The church steeple still stabbed at the sky like a finger wagging down at me.
As Hunter’s truck rolled slowly over the uneven pavement, I felt seventeen again just from looking out the window. Every storefront held a memory I didn’t care to relive.
There was the bakery where I used to buy my favorite red velvet cupcakes until I couldn’t endure the whispers and accusing stares anymore. There was the dress shop where Mrs. Calhoun hissed, “Bless her heart,” loud enough for me to hear.
And last but most certainly not least, the church steps where the youth group girls stood in a perfect row, avoiding my gaze after Sunday service.
Hunter parked at the curb. “This it?”
“This is it,” I said, though my throat burned around the words.
Why the fuck had I mentioned wanting to get a milkshake?Way to self-sabotage, Ella.
Maybe I’d get lucky, and we wouldn’t bump into any of the people I was trying to avoid.
Yeah, right.I pursed my lips at my delusions, shaking my head as I climbed out of his truck.
We started down the sidewalk, his hand brushing mine once, twice, until he just took it, his hold firm and steady. It should’ve calmed me.
Instead, every step felt like walking into a glaring spotlight when I hadn’t even agreed to be on a fucking stage.
A group of older men hunched on the bench outside the feed store fell silent as we passed. One of them spit tobacco juice into a Styrofoam cup and muttered something I couldn’t catch.
The others chuckled low, the kind of laugh you don’t have to hear all the words to understand.
“Ignore it,” I whispered, mostly to myself.
“I won’t ignore shit,” Hunter said, his voice as sharp as razor blades. But he didn’t stop walking.
We passed First Baptist Church, which had definitely seen better days, with peeling white paint on the columns. Still, the wooden sign out front boldly proclaimed in big block letters:REPENT OR BE LEFT BEHIND.
My stomach lurched. I remembered standing in those pews, trying not to cry, while Pastor Reed thundered about sin and temptation. His words landed like stones.
I remembered the choir singing “Just as I Am” while the whole town watched me as a cautionary tale, a girl gone wrong.
Hunter didn’t say anything, but his hand tightened around mine. The kind of grip promising violence if anyone so much as looked at me wrong.

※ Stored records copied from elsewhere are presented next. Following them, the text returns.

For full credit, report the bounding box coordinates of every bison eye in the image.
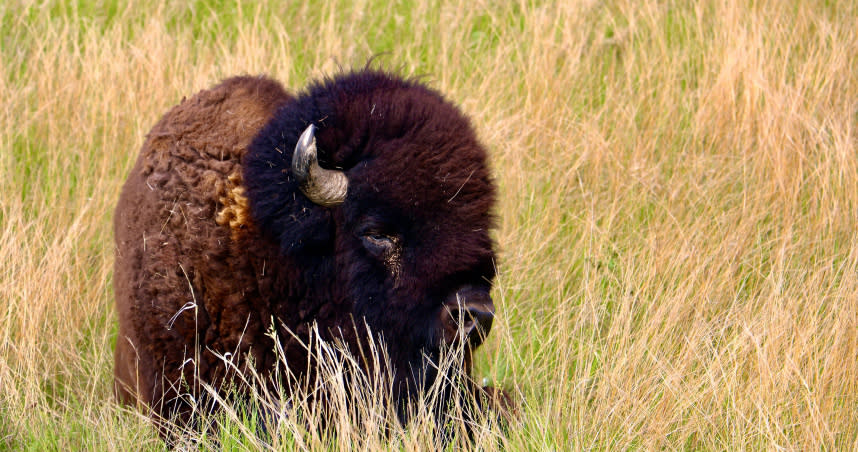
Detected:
[361,232,395,257]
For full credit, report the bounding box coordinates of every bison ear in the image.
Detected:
[292,124,349,207]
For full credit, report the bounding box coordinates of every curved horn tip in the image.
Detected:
[292,124,348,207]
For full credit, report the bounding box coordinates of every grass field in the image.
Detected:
[0,0,858,451]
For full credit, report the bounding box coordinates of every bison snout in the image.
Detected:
[444,289,495,347]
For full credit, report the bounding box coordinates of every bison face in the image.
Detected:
[245,71,495,402]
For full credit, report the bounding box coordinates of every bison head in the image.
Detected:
[244,70,495,406]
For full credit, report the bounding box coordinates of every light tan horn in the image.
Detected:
[292,124,349,207]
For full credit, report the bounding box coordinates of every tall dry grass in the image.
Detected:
[0,0,858,450]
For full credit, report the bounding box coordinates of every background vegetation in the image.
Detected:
[0,0,858,450]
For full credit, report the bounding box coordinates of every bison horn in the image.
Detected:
[292,124,349,207]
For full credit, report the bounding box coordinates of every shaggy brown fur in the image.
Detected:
[114,77,291,413]
[115,70,505,428]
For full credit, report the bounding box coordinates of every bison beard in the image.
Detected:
[115,70,502,432]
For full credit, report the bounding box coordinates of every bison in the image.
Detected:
[114,68,496,430]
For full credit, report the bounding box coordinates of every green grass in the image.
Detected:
[0,0,858,450]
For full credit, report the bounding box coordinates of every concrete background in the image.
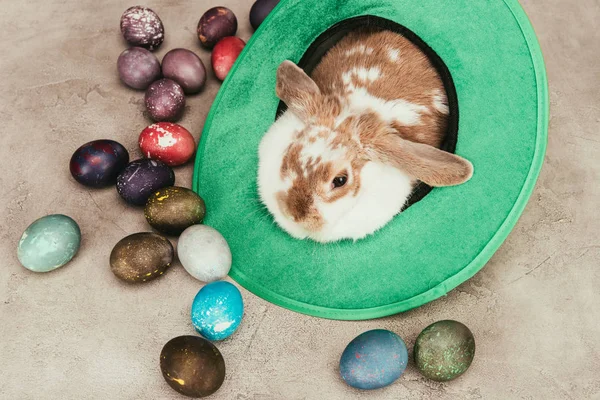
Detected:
[0,0,600,400]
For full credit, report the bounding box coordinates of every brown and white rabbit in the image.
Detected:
[258,31,473,242]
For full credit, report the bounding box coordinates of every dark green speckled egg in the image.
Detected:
[110,232,174,283]
[414,320,475,382]
[160,336,225,397]
[144,186,206,235]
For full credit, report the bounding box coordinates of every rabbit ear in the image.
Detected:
[276,61,321,120]
[372,134,473,186]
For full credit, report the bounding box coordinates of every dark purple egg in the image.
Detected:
[117,159,175,206]
[162,49,206,94]
[197,7,237,49]
[117,47,160,90]
[145,79,185,122]
[250,0,279,30]
[121,6,165,50]
[69,139,129,187]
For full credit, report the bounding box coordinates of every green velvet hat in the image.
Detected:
[193,0,548,320]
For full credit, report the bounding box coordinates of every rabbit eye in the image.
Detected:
[332,175,348,189]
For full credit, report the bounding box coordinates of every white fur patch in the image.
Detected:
[388,49,400,62]
[346,44,374,57]
[342,67,382,91]
[304,162,412,242]
[433,90,450,115]
[349,88,429,125]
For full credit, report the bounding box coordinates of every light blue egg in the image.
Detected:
[340,329,408,390]
[192,281,244,340]
[17,214,81,272]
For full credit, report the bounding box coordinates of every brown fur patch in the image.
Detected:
[312,30,447,147]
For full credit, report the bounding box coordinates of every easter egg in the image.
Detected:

I swallowed hard, forcing air into my lungs which felt like paper bags ready to crumple. “Come on,” I said, tugging him toward the corner. “The diner’s just up here.”
But with every step, I felt like I was walking into an ambush. It sat on the corner of Main Street, just across from the Piggly Wiggly, like a monument refusing to die.
A neon “EATS” sign buzzed overhead with half the letters burned out, and a row of mud-splattered pickup trucks lined the gravel lot.
Inside, everything was the same as always: the cracked vinyl booths, the smell of burnt coffee and fryer grease, and the regulars stationed at the counter. Nothing in this town ever changed.
I used to think leaving would make this place seem smaller. But coming back made me feel small instead.
Hunter held the door for me, his broad frame nearly filling it. His hand rested on the small of my back as we walked in, heavy and grounding. It stayed there when we slid into a booth, as if to remind the entire diner I wasn’t alone anymore.
“You good?” he asked in a low voice, like gravel rolling.
I lied. “Yeah. Totally.”
I wasn’t.
Every breath here tasted like seventeen. Like shame and whispers and locker doors slamming behind me.
But Hunter wanted to see where I was raised. Idiot that I was, I was determined to be brave and prove I wasn’t scared anymore.